The results seen in the validation results (Fig. 9) for the combined data containing the sex input feature, were very similar to the combined data set without it. The results were as follows in order of highest to lowest percentage for the within 10% error range were: Waist circumference (78%), albuminuria (74%), BMI (70%), blood glucose (58%), blood pressure (50%), uric acid (36%), HDL (35%), and triglycerides and UrAlbCr having 20%. The within 5% error group were very similar between the combined data and combined with sex input feature with the exception of UrAlbCr having 3% and 8% respectively.
The heatmap shows the number of individuals where the predicted value falls either within or outside of a 5% and 10% error of the actual value in the combined data group (from the n = 240 test group).
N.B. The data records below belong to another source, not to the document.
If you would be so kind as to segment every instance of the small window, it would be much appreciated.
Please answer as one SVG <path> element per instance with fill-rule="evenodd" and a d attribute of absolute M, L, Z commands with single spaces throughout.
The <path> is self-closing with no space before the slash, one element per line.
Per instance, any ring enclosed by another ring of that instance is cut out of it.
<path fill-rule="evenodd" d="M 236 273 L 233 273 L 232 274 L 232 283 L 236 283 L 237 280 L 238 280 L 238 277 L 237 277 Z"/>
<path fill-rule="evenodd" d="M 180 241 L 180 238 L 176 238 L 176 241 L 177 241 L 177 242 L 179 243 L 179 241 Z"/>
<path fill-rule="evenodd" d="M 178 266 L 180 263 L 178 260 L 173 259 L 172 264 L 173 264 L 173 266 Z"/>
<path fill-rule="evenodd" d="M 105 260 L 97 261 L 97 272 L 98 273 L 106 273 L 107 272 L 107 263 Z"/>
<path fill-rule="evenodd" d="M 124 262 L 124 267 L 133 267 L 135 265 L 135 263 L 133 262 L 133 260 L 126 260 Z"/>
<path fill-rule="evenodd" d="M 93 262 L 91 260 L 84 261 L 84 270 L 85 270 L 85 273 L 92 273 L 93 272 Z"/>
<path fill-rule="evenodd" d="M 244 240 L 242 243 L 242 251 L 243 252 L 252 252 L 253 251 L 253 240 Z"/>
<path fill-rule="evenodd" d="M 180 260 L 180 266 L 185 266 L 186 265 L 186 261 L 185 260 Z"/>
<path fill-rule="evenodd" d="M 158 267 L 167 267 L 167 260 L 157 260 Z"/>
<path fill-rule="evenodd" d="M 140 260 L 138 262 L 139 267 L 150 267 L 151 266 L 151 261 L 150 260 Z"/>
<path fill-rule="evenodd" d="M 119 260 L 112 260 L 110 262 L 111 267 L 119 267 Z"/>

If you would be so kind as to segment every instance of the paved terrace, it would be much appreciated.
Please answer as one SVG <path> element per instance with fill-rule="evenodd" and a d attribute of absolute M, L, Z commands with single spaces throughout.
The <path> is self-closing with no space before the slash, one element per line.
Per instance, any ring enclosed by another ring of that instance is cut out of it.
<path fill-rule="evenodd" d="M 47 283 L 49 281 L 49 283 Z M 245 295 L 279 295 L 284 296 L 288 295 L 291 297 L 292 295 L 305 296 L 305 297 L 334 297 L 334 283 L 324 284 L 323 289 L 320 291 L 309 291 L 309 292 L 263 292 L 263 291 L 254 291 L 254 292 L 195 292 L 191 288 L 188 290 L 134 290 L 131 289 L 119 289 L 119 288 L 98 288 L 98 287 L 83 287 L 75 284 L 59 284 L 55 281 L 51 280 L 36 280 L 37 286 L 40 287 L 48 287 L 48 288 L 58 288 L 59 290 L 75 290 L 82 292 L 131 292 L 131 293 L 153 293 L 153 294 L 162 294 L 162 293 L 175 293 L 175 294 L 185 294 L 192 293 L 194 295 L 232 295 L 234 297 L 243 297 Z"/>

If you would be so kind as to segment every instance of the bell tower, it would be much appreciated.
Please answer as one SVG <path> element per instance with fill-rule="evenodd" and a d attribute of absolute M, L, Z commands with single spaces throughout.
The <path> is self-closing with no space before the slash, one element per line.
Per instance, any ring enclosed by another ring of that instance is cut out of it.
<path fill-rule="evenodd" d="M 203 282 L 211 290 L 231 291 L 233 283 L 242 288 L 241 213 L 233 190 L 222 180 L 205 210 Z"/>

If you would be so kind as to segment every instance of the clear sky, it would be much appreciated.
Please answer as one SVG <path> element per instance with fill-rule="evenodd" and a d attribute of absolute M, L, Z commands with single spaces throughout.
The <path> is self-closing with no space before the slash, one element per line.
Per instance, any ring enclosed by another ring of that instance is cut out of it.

When comparing the results for the validation tests collectively (Fig. 10) waist circumference had the highest prediction within the 10% error for all data groups except the female subgroup, which was albuminuria. BMI was third on the list for all the data groups followed by blood glucose, and then blood pressure. The final 4 biomarkers were in different orders of prediction capability for all 4 groups. Overall the male subgroup data predicted better than the other data groups followed by the female subgroup, then combined with sex and finally the combined without sex data predicting the lowest. The divergence in the data e.g. between male and female subgroups for waist circumference, BMI and blood glucose indicated that these models were able to discriminate between data patterns more effectively (also seen in the clustering found in Fig. 5). The results seen in the validation test were consistent with the validation metrics determined in Table 4, Figs. 4 and 5.
Group wise validation test results for prediction targets (Higher is better).